To get there we've got to stop calling people racist at the drop of a hat, we've got to stop pretending that everyone from a place is a criminal (or indeed, not a criminal) and we've got to recognise that it's a messy process littered with ignorance, assumption and the use of political power to prefer one group above another. At the end we'll be a better place - better for Polish sausage and beer, better for Romanian wine and better for another extension to Bradford's tapestry adding these latest arrivals to Germans, Jews, Pakistanis, Poles, Indians and Africans. Plus of course the immigrants from elsewhere in these isles - from Ireland, Scotland and, in my case, London.

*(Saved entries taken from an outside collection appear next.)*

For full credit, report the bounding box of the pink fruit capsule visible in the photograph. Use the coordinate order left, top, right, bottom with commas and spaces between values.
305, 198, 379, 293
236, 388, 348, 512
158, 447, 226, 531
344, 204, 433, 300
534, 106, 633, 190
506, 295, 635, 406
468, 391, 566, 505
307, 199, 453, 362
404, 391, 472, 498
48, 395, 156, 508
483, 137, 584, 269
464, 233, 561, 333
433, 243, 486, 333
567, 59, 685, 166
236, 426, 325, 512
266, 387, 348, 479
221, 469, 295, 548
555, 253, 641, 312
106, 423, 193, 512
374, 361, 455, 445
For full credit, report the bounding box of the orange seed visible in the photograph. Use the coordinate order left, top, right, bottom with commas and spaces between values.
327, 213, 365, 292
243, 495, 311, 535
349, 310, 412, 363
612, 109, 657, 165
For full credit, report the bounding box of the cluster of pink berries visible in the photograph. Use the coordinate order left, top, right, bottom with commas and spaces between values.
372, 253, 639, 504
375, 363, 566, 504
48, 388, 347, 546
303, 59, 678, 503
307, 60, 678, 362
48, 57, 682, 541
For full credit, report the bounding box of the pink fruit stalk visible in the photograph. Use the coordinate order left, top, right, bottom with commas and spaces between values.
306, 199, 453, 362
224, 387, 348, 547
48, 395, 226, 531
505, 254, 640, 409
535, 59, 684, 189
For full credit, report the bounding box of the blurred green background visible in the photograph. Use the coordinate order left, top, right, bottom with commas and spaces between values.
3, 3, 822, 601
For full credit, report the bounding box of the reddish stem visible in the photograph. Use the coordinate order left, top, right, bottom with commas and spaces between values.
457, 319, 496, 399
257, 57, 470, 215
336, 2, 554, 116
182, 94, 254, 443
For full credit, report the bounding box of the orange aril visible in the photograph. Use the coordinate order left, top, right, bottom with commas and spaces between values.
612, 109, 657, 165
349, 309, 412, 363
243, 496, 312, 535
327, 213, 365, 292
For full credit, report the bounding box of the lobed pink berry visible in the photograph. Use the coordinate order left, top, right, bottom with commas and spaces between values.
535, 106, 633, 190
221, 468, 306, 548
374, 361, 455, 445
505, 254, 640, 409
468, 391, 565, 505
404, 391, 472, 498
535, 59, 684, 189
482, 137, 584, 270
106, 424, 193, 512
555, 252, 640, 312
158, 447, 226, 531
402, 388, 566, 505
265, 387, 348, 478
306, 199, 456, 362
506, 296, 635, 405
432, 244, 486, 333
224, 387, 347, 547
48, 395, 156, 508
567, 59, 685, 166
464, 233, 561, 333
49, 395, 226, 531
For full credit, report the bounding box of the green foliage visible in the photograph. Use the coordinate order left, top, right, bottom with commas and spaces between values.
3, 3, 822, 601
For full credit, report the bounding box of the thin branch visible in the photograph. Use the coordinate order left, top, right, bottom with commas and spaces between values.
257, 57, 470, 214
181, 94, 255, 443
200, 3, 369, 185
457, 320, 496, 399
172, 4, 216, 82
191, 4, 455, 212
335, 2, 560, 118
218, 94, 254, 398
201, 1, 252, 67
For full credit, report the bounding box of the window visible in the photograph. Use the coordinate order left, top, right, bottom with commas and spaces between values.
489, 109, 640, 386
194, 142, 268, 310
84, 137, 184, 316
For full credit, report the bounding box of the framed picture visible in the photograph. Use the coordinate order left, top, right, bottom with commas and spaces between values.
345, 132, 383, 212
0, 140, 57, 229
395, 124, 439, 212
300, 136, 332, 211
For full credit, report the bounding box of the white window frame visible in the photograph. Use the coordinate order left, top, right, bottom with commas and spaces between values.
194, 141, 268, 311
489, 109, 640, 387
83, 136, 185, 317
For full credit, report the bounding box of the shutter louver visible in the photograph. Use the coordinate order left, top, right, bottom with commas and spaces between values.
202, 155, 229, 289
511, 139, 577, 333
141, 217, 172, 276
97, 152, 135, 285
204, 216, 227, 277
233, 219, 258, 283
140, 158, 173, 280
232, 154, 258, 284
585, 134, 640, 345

The European Parliament elections have seen a set of national campaigns hi-jacked by this debate - instead of a discussion about the EU, we've had a series of staged rows about immigration with loud asides alleging racism in all directions. Or rather "I'm not calling it racism because racists might not vote for me but it's a bit off colour". Perhaps the most egregious was from the Green Party who seem to think it clever or cool to blame a minor (and alleged - remember that police crime statistics are a fiction) rise in 'hate crime' on another political party.  All this does precisely nothing to help us deal with the influx of immigrants - and dear reader, they're here and they're staying.

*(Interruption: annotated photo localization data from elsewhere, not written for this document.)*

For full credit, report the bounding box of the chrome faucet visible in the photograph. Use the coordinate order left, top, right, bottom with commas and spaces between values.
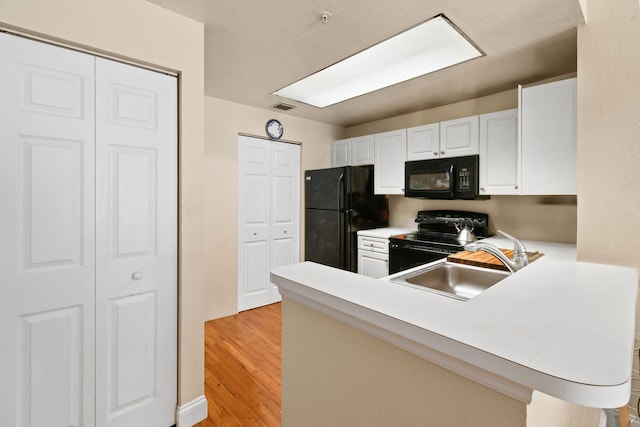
464, 230, 529, 273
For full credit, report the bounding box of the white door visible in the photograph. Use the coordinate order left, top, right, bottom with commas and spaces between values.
0, 33, 96, 427
0, 33, 177, 427
238, 135, 300, 311
374, 129, 407, 195
439, 115, 479, 158
95, 58, 177, 426
407, 123, 440, 160
479, 109, 519, 195
269, 141, 300, 297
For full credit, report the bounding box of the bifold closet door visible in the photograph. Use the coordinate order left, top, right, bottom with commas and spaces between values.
95, 58, 177, 426
0, 33, 97, 426
0, 32, 177, 426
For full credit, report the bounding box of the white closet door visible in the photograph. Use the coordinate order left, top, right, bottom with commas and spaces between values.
238, 136, 272, 311
238, 136, 300, 311
95, 58, 177, 426
0, 33, 96, 427
270, 141, 300, 300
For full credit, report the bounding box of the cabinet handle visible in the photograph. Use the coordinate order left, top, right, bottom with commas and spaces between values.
440, 151, 445, 155
132, 272, 143, 280
480, 187, 485, 192
284, 229, 287, 234
433, 152, 438, 156
514, 185, 519, 190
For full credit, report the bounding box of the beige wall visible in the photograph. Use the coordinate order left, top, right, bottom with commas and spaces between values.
282, 298, 528, 427
203, 96, 344, 320
0, 0, 206, 405
347, 89, 579, 243
283, 298, 601, 426
577, 0, 640, 414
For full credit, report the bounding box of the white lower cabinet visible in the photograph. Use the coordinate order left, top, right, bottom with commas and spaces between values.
357, 228, 414, 278
479, 108, 519, 195
358, 235, 390, 278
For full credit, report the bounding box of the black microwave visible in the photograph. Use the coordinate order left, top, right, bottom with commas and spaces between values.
404, 155, 487, 200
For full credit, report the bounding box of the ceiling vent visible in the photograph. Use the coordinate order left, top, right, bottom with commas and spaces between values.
273, 102, 296, 111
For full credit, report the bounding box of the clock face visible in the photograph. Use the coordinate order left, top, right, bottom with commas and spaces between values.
266, 119, 283, 139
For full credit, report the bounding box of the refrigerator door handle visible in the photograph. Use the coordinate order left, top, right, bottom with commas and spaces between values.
337, 172, 345, 211
338, 211, 345, 269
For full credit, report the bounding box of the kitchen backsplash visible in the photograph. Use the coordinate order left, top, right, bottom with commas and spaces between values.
388, 194, 577, 244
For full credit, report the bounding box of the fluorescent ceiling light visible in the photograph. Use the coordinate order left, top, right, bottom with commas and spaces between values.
273, 15, 483, 108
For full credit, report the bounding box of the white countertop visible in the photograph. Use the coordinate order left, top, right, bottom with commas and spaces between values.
357, 226, 415, 238
271, 239, 637, 408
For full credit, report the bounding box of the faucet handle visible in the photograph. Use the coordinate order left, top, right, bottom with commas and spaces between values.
497, 230, 527, 254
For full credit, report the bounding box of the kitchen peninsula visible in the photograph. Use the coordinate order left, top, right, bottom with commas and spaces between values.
271, 239, 637, 426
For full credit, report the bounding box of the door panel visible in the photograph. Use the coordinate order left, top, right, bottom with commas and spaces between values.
0, 32, 96, 427
95, 58, 177, 427
270, 142, 300, 300
238, 137, 271, 310
305, 209, 343, 269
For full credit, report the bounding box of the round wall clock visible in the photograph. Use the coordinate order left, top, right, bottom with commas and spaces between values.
266, 119, 284, 139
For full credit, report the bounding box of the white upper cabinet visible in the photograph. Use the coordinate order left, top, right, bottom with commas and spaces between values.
331, 135, 374, 167
479, 109, 519, 195
519, 77, 576, 195
407, 123, 440, 160
331, 138, 350, 167
374, 129, 407, 195
439, 115, 479, 158
350, 134, 375, 165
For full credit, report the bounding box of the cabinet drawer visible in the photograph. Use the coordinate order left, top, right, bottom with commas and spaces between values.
358, 236, 388, 253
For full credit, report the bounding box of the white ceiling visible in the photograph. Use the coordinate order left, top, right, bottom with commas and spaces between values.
147, 0, 583, 127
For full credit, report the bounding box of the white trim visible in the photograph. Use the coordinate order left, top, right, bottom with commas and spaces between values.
176, 395, 208, 427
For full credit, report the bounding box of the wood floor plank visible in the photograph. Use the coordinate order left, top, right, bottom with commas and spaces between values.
196, 302, 282, 427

I don't win any political friends for saying that our attitude to immigration is antediluvian but I do think that this EU election campaign, by making out that opposition to the EU is somehow about racism, hasn't helped the campaign to leave. If the only reason for getting out of the EU is that we won't have those pesky foreigners coming here any more, then we can give up on any hope of leaving - the British people aren't so intolerant. And we now know that those of us who want a free trade nation looking to sell our genius wherever it is wanted, and know that the EU stops this from happening - we'll be painted as racist authoritarians by the enthusiasts for the European project.

I recall Ted Heath telling a story from the 1976 referendum about a well-known left-wing opponent of the Common Market. This socialist grandee arrived at a televised debate to see the pro- and anti- Europe speakers, his eyes scanned across the panel and he said something like: "the camera will pan across Heath, Callaghan and a man from the CBI speaking in favour and then the other side - Powell, and Teddy Taylor. I'm not appearing with those nutters."

This sums up the problem in any referendum campaign - because UKIP has made it, for reasons of cynical political expediency, a debate about immigration plenty of people will do what that socialist grandee did and sit the campaign out. With the result that the real debate, the one about free trade, free speech and free enterprise, won't happen. And the pro-Europeans will win.